Add transformer example with RoPE and MoE-like mechanisms #3078

Cydral · 2025-05-29T20:50:59Z

This PR introduces a new example demonstrating:

Rotary Positional Embeddings (RoPE) implementation
Experimental Mixture-of-Experts (MoE) layer showing how to:
- Extend Dlib's capabilities without modifying core library
- Achieve better results than basic feed-forward layers
- Note: current MoE implementation is simplified (2 experts) but provides a working template for expansion

Key features:

Complete text processing pipeline (train/generate/verify modes)
Reconstruction capability
Memory-efficient sliding window training
Custom BPE tokenizer integration

The MoE layer serves as both:

A practical performance improvement over standard FFN layers
An educational example of extending Dlib's neural network components

Implementation references:

RoPE: https://arxiv.org/abs/2104.09864
MoE: https://arxiv.org/abs/1701.06538

…des an optimized linear transformation for multi-dimensional inputs.
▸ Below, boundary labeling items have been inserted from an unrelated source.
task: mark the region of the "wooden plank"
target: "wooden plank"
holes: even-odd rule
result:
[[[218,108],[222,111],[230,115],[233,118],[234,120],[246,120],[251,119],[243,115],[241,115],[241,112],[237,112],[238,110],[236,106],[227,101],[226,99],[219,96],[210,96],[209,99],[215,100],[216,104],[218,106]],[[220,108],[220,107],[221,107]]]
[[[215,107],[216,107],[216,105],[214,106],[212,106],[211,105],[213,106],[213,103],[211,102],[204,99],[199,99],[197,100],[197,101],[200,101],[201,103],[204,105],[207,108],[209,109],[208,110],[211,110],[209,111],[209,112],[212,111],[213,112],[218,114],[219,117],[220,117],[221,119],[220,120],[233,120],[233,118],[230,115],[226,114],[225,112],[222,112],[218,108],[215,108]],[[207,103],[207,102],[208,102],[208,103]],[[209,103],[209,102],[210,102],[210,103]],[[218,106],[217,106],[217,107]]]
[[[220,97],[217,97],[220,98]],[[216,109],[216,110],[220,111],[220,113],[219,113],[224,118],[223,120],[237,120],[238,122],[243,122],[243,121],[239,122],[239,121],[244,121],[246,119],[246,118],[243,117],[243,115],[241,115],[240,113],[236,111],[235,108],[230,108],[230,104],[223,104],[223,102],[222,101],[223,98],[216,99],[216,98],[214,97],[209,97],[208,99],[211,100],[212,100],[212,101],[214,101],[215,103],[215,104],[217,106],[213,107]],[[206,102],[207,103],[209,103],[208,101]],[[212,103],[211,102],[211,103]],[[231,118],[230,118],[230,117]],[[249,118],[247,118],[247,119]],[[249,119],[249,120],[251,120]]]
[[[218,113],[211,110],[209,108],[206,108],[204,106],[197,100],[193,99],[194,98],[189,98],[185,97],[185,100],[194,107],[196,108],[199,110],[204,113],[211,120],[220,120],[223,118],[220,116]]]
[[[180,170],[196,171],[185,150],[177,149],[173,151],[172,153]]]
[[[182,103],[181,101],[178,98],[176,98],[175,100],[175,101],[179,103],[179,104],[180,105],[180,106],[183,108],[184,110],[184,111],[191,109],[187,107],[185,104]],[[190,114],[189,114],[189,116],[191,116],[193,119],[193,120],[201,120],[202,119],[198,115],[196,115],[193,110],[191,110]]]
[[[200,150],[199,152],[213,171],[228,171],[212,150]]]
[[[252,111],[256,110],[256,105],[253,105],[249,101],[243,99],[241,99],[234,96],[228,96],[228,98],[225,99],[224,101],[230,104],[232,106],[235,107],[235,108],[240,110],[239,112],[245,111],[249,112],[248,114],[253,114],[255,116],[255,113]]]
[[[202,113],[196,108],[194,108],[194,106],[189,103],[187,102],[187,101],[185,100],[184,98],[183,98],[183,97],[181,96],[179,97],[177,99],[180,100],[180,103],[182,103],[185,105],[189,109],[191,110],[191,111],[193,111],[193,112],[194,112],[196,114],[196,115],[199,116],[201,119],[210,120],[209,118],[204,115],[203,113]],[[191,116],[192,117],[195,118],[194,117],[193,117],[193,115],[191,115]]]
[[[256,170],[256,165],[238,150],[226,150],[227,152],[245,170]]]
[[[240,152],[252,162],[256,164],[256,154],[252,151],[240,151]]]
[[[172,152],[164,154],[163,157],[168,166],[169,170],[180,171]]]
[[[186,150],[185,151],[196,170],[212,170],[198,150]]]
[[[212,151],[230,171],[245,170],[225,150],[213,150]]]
Co-authored-by: Copilot <175728472+Copilot@users.noreply.github.com>

…tion-free tokenization

pfeatherstone · 2025-06-02T21:42:12Z

Have you looked at https://arxiv.org/pdf/2202.08906 and https://arxiv.org/pdf/2308.00951

Cydral · 2025-06-03T13:22:38Z

Have you looked at https://arxiv.org/pdf/2202.08906 and https://arxiv.org/pdf/2308.00951

Yes, I'm familiar with these mechanisms, although strict implementation would be greatly facilitated by support for dynamic network building—which is not typically the approach or philosophy behind Dlib. The example I provided is actually closer to a Soft MoE mechanism rather than a standard MoE.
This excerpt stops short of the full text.